Note: Linux is astonishingly diverse in its manifestations, and is evolving rapidly. Consequently you may find that as many as 5 to 10% of the above commands are unavailable on your system. The common commands are quite stable, however.

Some examples

Some of the commands in Some common commands are so common and useful that they deserve a few more comments.

gzip and gunzip

These are used for compressing and uncompressing files. Typically you will have a file, for example Study0223.tar, that you want to compress before FTP'ing it to some other site. You just need to enter

    gzip Study0223.tar

and the original file will be replaced by one named Study0223.tar.gz. Conversely, if you receive a file with the tell-tale extension .gz then entering

    gunzip Study0223.tar.gz

will expand the file to one named Study0223.tar. The uncompression command gunzip is especially useful since it can deal with several compression formats: gzip, zip, compress, and pack. The detection of the input format is automatic.

tar

The name tar comes from Tape ARchive, but is more commonly used to bundle a group of files and write it to another file, rather than to a tape. A simple example would be:

    tar cvf tarfile.tar file1.eeg file2.eeg ...

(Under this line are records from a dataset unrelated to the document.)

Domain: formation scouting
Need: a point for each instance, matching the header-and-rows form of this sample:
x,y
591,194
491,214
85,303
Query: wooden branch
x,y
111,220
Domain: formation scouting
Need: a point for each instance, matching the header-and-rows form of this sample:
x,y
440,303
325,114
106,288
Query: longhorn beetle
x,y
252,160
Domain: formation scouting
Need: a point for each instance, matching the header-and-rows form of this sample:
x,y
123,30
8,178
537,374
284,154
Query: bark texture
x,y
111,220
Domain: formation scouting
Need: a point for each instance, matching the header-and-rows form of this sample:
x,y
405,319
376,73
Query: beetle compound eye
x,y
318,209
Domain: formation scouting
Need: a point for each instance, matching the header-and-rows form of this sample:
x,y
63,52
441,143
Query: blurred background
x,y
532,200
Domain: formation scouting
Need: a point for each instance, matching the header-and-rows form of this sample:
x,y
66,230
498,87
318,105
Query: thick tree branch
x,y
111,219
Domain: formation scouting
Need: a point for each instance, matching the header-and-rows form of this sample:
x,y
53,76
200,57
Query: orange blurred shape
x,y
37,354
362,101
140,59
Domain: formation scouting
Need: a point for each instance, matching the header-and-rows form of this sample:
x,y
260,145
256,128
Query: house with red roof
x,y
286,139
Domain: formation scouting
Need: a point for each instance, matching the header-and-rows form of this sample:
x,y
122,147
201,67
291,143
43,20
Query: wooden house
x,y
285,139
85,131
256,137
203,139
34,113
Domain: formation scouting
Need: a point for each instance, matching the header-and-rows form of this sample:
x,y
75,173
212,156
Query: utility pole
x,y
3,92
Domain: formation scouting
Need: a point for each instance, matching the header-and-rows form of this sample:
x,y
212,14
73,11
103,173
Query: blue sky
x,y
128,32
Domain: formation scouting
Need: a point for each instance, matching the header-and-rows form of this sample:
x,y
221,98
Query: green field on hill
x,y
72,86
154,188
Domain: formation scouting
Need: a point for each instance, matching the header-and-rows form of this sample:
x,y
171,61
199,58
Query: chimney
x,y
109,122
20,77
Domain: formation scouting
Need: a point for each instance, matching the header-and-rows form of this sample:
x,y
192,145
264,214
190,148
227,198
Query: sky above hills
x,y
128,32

This takes any number of files file1.eeg file2.eeg ..., specified explicitly or using wildcard characters ('*', '?' etc), and bundles them into an output file tarfile.tar. The options are: c to create an archive, v to do so verbosely, and f to output to a file with the immediately following name. (The v is optional, but can be reassuring.)

It is probably more common (and more powerful) to specify a directory instead of a list of input files, as in:

    tar cvf /media/usb/backup.chris.jan.tar /suphys/chris

which is what I might do to back up my home directory, including all subdirectories. A warning though: it is both illogical and bad to tar a directory and write the output file to that same directory!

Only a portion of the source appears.